From day one when Sharon told me that she wanted a separation I was adamant about wanting to reconcile. Even when she announced that she was getting a divorce no matter what, I still was single-minded about wanting to reconcile. Over time I started to encounter people that knew us both who tried to kindly tell me that she was done and that I should get over it and move on and not be so depressed.

I went to three Divorce Care groups and even though the DVD’s we watched were very pro-active about attempting reconciliation many of the participants were pretty skeptical. One group had actually lost the “Reconciliation” DVD and had never replaced it because they said so few ever reconcile.
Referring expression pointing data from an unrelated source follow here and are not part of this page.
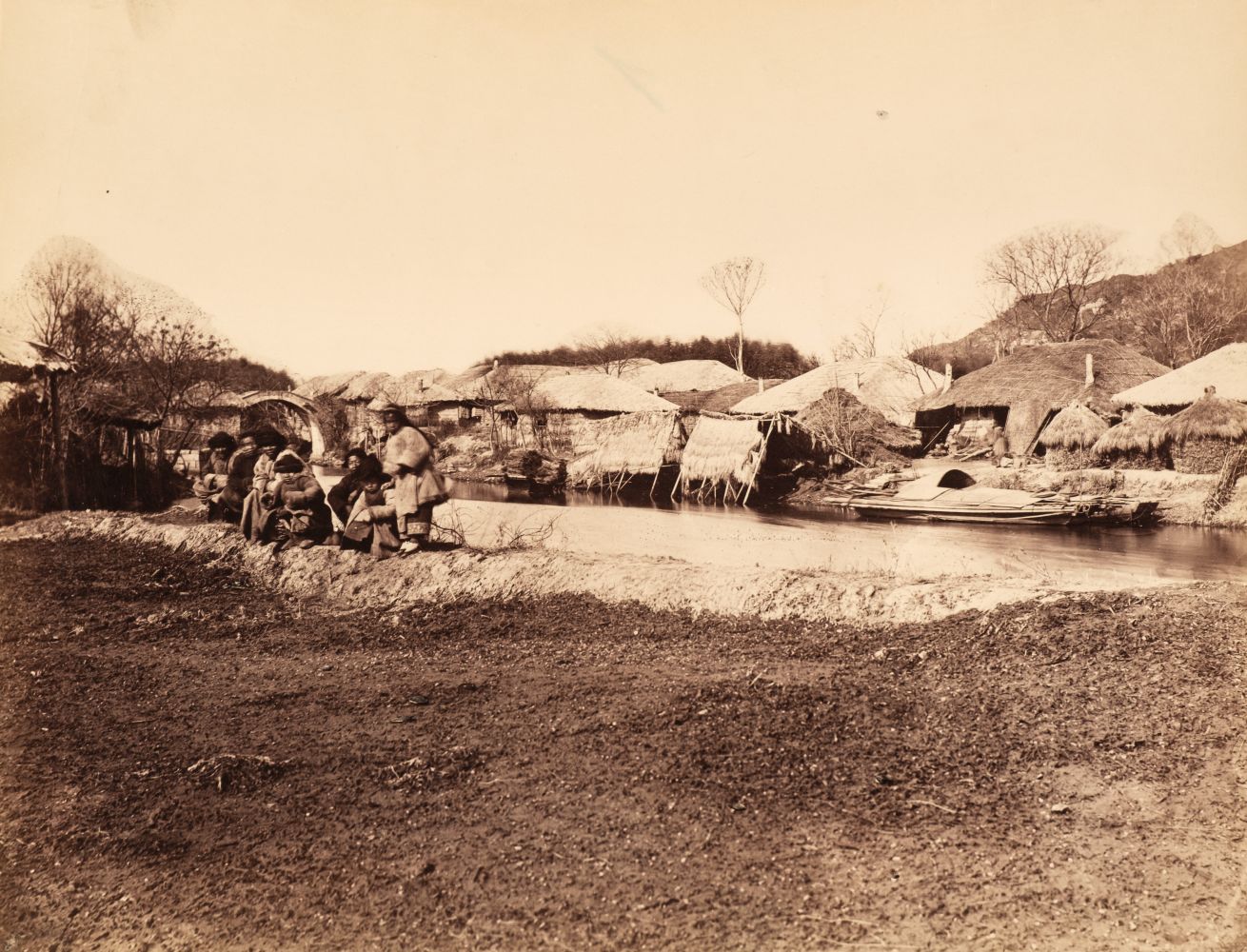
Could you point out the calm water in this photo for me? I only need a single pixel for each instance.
(782, 537)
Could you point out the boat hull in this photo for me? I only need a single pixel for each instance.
(1054, 515)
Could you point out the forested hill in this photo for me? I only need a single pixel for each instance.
(1170, 314)
(762, 358)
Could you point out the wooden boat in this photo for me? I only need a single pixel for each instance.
(953, 495)
(539, 483)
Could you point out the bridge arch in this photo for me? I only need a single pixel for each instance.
(300, 405)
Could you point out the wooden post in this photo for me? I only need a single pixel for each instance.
(59, 439)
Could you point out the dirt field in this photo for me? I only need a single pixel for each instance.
(193, 760)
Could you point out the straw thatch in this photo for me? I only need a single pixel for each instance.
(1065, 461)
(1226, 369)
(1077, 426)
(890, 385)
(1211, 417)
(1138, 432)
(1135, 443)
(1053, 376)
(628, 445)
(23, 360)
(410, 393)
(595, 392)
(365, 387)
(327, 385)
(1034, 381)
(683, 376)
(721, 452)
(719, 401)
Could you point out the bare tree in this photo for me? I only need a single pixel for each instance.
(1183, 314)
(1189, 236)
(610, 350)
(733, 284)
(1050, 272)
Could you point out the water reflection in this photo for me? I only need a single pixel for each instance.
(785, 537)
I really appreciated that they reordered it and watched it when I asked them to.

If you are in a situation where you want to reconcile but your spouse is not being very encouraging that way, and friends or family are making discouraging comments, I have a couple of things to hopefully encourage you.

Almost every marriage that I know that went through a major trial but reconciled, one partner or the other – it may have been the husband, it may have been the wife – drove a stake in the ground and decided they were not giving up. The issue might have been addiction, adultery, or something else, but one person just got that rock solid determination that with God’s help things would turn around.

As you read stories and biographies of victories against incredible odds whether in war or sports or business you realize that in most cases someone just decided they were not giving up regardless of the odds or what someone else said. I can not tell you exactly how to get to that place of absolute determination in your inner man, but I can tell you that if you want the victory, you need to wrestle in your own way with God until you do get to that place.

One inspiring story is from Charlyne Steinkemp at Rejoice Ministries. Her husband was having affairs and had an alcohol problem so, on her pastor’s advice, she divorced him. Later she was convicted to pray and fast for him. Eventually, they reconciled, remarried and ministered together for 25 years or more before he died.  She gives a lot of excellent practical and biblical advice for those who are determined not to give up on their marriage.

So in the end, it is your life and you have to decide for yourself if you are going to drive a stake in the ground for your marriage, or listen to others who see no hope.